Better tackling and technique can slash injury rates, study reveals

Schoolboy rugby injury rates could be reduced significantly by better tackling techniques, greater policing of collisions by referees, and the modification of playing and training loads for larger players, a major study has reported.

The recommendations come following the results of a three-year research project by Ulster University, in collaboration with the Rugby Injury Surveillance Ulster Schools (RISUS) group and medical and conditioning experts.

The project, funded by the MITRE trust, the IRFU and Ulster Rugby, explored the types and causes of injuries in schoolboy rugby in the North.

It found that of 426 injuries reported among 825 first 15 squad players from 28 grammar schools surveyed in 2014-15, roughly one in five (19%) had suffered head injuries, many of which were concussions.
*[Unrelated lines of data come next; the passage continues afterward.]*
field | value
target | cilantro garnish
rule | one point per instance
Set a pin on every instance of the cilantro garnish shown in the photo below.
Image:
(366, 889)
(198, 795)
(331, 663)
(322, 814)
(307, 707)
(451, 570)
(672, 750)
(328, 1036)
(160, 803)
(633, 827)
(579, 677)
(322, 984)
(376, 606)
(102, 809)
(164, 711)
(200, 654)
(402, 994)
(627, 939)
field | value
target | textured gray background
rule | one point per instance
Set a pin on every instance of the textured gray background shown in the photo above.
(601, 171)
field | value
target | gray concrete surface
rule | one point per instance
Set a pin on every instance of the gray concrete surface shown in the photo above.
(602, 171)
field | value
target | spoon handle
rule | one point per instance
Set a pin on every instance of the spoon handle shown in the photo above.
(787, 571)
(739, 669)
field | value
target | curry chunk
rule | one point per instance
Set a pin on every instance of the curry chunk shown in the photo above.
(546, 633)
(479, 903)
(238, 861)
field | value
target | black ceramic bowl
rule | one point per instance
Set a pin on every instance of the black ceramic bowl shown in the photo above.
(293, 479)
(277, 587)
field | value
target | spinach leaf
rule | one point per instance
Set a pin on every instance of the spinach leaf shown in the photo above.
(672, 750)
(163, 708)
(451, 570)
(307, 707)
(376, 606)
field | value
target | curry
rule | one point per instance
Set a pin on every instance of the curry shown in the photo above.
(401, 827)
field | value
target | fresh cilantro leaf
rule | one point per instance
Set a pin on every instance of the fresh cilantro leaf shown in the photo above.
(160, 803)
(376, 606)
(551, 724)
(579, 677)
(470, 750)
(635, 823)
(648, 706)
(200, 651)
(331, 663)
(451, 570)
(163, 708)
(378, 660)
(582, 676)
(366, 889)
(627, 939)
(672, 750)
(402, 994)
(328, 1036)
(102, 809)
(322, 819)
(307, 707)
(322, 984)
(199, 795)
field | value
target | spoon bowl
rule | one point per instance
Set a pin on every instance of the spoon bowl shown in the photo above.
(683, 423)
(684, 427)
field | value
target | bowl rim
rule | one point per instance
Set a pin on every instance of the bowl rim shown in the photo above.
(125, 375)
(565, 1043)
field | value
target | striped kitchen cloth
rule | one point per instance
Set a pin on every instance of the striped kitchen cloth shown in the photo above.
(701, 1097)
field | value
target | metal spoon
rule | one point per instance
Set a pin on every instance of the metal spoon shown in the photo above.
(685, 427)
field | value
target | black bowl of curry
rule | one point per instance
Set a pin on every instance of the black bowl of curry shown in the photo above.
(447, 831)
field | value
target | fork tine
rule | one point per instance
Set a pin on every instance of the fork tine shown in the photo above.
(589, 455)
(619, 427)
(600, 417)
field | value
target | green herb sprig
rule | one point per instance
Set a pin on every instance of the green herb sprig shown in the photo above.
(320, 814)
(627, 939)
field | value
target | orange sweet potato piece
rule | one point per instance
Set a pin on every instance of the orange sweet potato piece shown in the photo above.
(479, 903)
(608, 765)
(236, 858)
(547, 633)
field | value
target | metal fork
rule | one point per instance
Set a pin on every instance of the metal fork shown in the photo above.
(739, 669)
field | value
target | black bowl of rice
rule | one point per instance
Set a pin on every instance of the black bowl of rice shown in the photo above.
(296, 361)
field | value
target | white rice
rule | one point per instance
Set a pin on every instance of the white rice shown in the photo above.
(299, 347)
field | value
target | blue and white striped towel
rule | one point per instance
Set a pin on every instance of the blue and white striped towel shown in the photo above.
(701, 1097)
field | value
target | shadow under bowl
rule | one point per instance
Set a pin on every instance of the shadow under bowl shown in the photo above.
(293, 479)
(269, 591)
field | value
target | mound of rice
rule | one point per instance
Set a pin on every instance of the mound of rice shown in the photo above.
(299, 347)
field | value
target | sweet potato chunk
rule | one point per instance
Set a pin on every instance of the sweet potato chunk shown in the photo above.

And more than 50% of injuries reported occurred in contact.

The research of players whose age averaged 16.9 years, found the three most common injury sites as the head/face, shoulder and knee and points to a trend of increased injuries in older, heavier players who regularly undertake weight training.

“We discovered that over 50% of injuries occurred in the tackle situation or during collisions, however the lighter players were less likely to sustain injuries,” lead researcher Dr Chris Bleakley of Ulster University said. “Larger players are used more during games and with their higher injury risk correlating to a higher volume of collisions, we recommend that this subgroup have their match load and training modified to lessen injury risk.”

With head injuries cited in the project showing an increase on previously reported levels in English schools rugby, orthopaedic surgeon and principal investigator to the study Pooler Archbold added: “Whilst tackling is an integral part of full contact sport, this is where targeted efforts could significantly reduce injury rates.

“With the trend of head/upper body injuries, it is critical that schoolboy referees protect players by consistently penalising collisions and tackles above the line of the shoulder.

“It is vital that young players learn proper tackling techniques.”